Task structure
Before defining a new task in OpenProblems, it’s important to understand the typical structure of an OpenProblems task (Figure 1).
A task typically consists of a data processors, methods, control methods and metrics. Each component has a well-defined input-output interface, for which the file formats in the resulting AnnData are also described.
File and component formats
Path: src/api
This folder contains task-specific file formats and component interfaces. More specifically:
file_*.yaml
: File format specifications for the task.comp_*.yaml
: Component interface specifications for the task.
Data processors
Path: src/data_processors
This folder contains components that transforms a common dataset into task-specific dataset objects. The data processor component has been proided by default. In supervised tasks, this component will usually output a solution, a training dataset and a test dataset. In unsupervised tasks, this component usually output a solution and a masked dataset.
Methods
Path: src/methods
This folder contains method components. Each method component outputs a prediction given the training and test datasets (when applicable).
Control methods
Path: src/control_methods
This folder contains control methods for the task. These components have the same interface as the regular methods but also receive the solution object as input. It serves as a starting point to test the relative accuracy of new methods in the task, and also as a quality control for the metrics defined in the task. A control method can either be a positive control or a negative control, which set a maximum and minimum threshold for performance, so any new method should perform better than the negative control methods and worse than the positive control method.

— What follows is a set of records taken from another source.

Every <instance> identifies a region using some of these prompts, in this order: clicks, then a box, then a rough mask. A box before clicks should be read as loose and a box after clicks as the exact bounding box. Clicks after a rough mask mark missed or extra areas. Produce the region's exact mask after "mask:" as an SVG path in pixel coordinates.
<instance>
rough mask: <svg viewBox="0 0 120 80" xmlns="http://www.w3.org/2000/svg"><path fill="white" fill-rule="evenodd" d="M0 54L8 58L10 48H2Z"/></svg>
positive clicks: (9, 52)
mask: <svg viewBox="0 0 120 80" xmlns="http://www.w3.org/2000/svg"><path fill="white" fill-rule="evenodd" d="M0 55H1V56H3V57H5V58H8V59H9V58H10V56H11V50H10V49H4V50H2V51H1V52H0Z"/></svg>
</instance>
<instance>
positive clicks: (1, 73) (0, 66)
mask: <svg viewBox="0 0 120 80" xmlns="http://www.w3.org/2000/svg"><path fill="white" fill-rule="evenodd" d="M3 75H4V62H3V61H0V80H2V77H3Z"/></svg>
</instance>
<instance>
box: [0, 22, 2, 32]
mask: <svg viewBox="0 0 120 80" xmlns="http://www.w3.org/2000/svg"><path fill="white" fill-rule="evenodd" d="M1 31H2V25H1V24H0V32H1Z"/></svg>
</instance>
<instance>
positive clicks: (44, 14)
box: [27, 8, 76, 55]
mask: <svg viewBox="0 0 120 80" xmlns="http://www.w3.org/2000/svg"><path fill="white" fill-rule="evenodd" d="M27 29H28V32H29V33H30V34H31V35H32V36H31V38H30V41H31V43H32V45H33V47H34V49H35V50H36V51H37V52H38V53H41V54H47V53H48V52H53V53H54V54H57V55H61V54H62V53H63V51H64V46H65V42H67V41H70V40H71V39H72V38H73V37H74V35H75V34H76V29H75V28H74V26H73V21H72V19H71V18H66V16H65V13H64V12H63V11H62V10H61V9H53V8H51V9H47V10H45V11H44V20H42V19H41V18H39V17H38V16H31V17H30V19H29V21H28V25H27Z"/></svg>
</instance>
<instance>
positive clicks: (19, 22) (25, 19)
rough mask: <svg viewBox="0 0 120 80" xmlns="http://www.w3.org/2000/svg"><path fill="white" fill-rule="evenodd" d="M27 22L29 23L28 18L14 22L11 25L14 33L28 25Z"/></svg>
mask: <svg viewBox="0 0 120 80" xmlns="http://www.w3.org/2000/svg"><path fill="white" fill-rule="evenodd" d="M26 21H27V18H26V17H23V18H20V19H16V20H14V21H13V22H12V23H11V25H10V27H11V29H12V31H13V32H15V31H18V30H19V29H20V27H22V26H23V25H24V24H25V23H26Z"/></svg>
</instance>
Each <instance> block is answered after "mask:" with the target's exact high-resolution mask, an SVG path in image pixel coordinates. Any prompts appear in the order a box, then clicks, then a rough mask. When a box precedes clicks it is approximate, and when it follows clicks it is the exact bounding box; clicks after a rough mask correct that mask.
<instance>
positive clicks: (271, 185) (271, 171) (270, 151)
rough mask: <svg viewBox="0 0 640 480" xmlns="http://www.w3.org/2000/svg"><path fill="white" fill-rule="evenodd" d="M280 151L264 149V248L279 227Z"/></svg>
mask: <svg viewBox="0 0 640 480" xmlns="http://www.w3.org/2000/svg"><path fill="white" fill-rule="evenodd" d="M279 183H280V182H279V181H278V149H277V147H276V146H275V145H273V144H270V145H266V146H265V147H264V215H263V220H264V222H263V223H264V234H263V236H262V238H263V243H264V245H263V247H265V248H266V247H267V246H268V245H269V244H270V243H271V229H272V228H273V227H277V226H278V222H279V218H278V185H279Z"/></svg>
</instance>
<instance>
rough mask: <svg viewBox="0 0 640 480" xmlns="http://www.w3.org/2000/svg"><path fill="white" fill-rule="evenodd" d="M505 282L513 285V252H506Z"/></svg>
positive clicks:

A positive control is a method where the expected results are known, thus resulting in the best possible value for any metric outcome measure.
A negative control is a simple, naive, or random method that does not rely on any sophisticated techniques or domain knowledge.
Metrics
Path: src/metrics
This folder contains metric components. Each metric component outputs one or more metric results given a solution object and a method output object.
Benchmarking pipeline
Path: src/workflows
This folder contains a Nextflow workflow defining the benchmarking workflow for this task.